Model suggestions for image to prompt

Posted by diesel_heart@reddit | LocalLLaMA | View on Reddit | 14 comments

I don't have much knowledge about this stuff. Which is the best model to generate absolutely detailed prompts from both SFW and NSFW images? What prompt should I use with the image to generate the detailed prompt?

[-]

Iory1998@reddit

Use Qwen-3.6-35BA3B or Qwen-3.5-27B based uncensored models. The Heretic, Disrestricted, or the Haushaus versions are all good. The best models at captioning I ran so far. Nothing comes close.

[-]

diesel_heart@reddit (OP)

Have you tried any uncensored qwen-3.5-9b model?
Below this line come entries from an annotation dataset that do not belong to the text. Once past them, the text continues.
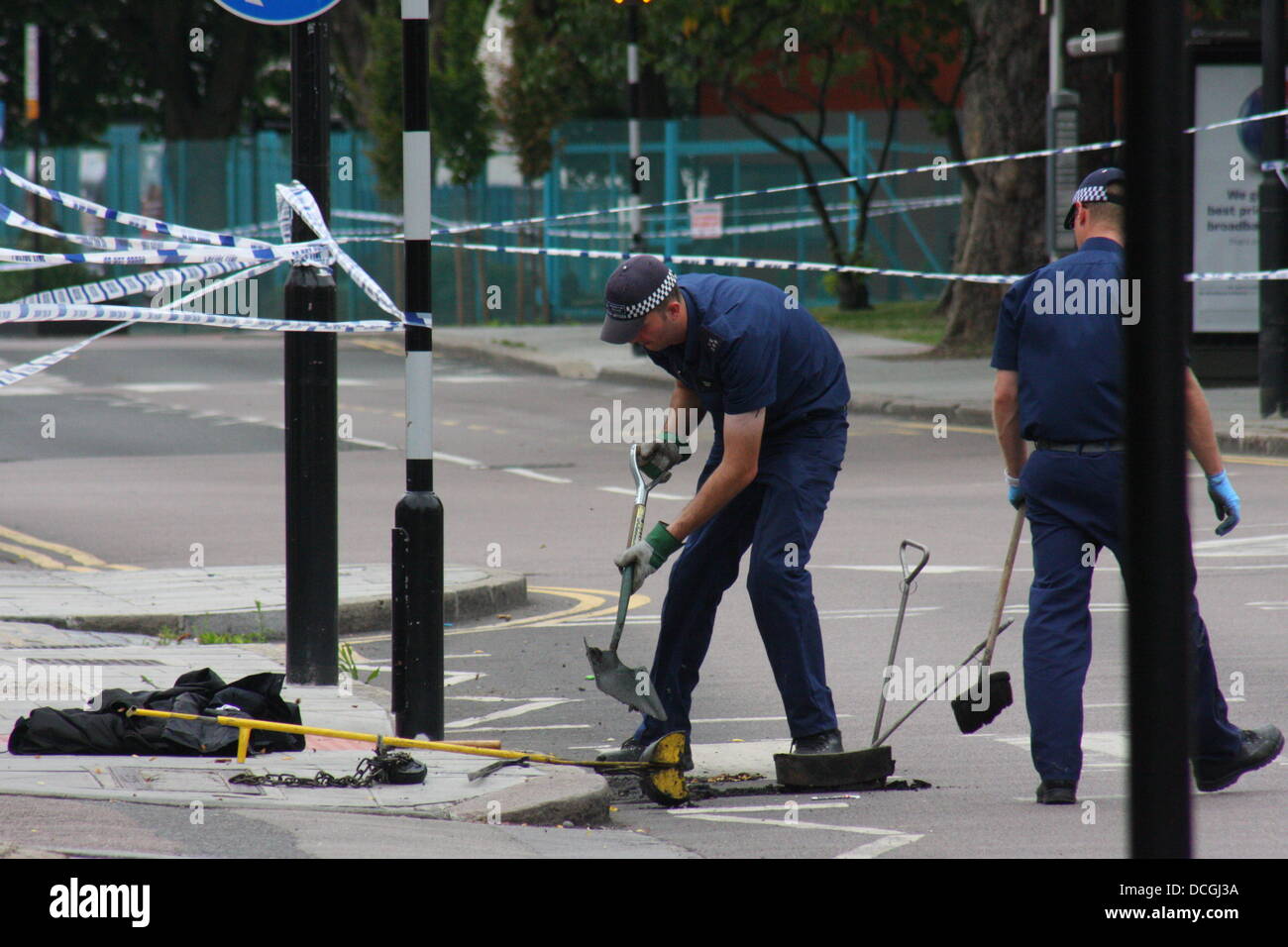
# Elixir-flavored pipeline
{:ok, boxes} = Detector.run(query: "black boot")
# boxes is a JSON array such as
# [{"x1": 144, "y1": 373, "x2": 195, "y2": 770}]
[
  {"x1": 1038, "y1": 780, "x2": 1078, "y2": 805},
  {"x1": 1194, "y1": 727, "x2": 1284, "y2": 792},
  {"x1": 793, "y1": 730, "x2": 845, "y2": 755},
  {"x1": 595, "y1": 737, "x2": 693, "y2": 773}
]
Can’t run 35/27b because of hardware limitations.

[-]

Iory1998@reddit

I am not sure. I don't caption uncensored images, but I know these models are very good at that. Why don't you download the 9B and try it for your use cases.

[-]

Candid-Patience-8581@reddit

Use something like BLIP-2 or LLaVA for image-to-text, then pass it through a prompt enhancer like GPT-4V-style setups or even Stable Diffusion interrogators, and honestly Zoice works fine too for quick clean prompts, just tell it “describe this image in extreme detail for AI generation including lighting, textures, camera, and style” and it’ll do the heavy lifting while you pretend you knew what you were doing all along.

[-]

diesel_heart@reddit (OP)

Thanks a lot

[-]

verdooft@reddit

I use text-generating LLMs to create detailed systemprompts for specific tasks "create a detailed systemprompt for vision models, to regenerate given pictures.". My English is not good, i'm sure, you can optimize this.

You could try this:

https://huggingface.co/lolzinventor/Qwen3.5-4B-Base-ZitGen-V1

"The dataset (images + prompts) was generated entirely by LLMs tasked with regenerating a target image"

There are V2 models too, at the moment without descriptions and no quants.
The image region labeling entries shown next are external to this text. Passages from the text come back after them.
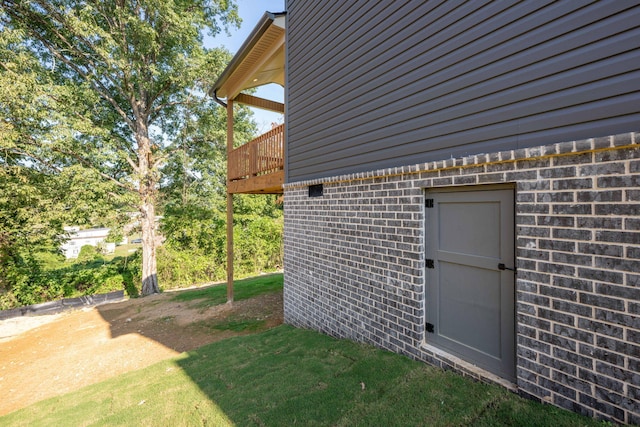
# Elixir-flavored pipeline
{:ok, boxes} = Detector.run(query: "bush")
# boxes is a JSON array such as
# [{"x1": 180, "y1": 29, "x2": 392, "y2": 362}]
[
  {"x1": 0, "y1": 246, "x2": 141, "y2": 310},
  {"x1": 156, "y1": 246, "x2": 225, "y2": 289}
]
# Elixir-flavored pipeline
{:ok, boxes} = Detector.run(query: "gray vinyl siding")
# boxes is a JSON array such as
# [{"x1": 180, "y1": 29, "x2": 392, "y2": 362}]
[{"x1": 287, "y1": 0, "x2": 640, "y2": 182}]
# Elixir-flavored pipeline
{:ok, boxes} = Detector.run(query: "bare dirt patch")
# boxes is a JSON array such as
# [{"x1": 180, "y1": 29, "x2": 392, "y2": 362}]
[{"x1": 0, "y1": 292, "x2": 282, "y2": 415}]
Vision model for SFW and NSFW:

https://huggingface.co/HauhauCS/Qwen3.5-35B-A3B-Uncensored-HauhauCS-Aggressive

Good luck.

[-]

tophlove31415@reddit

I'll second this and point out there is now a qeen3.6-35B that is also very good. I use it to have my agent iterate on 3d print designs so it can get visual feedback for the next iterations. It's really impressive how much spacial understanding it has.

[-]

andrewh2000@reddit

Do you mean you get the agent to look at photographs of a 3d printed object? Or it looks at a rendering before printing?

[-]

tophlove31415@reddit

It builds the objects in openscad usually, then renders a preview image, looks at it and tries to decide what changes are needed to actualize the original objective, then it makes some tweaks to its code, and repeats a handful of times.

It's definitely in its early stages. It reminds me of the time right around when the started building multimodal sota models and I was blown away that they could make simple svg art. This is like that except for 3d printing. I consider it firmly in the creative/artistic stages, and possibly some simple functional pieces. You could continue to iterate and probably come up with some good stuff, though at that point just learning a bit about the design software available would probably be faster.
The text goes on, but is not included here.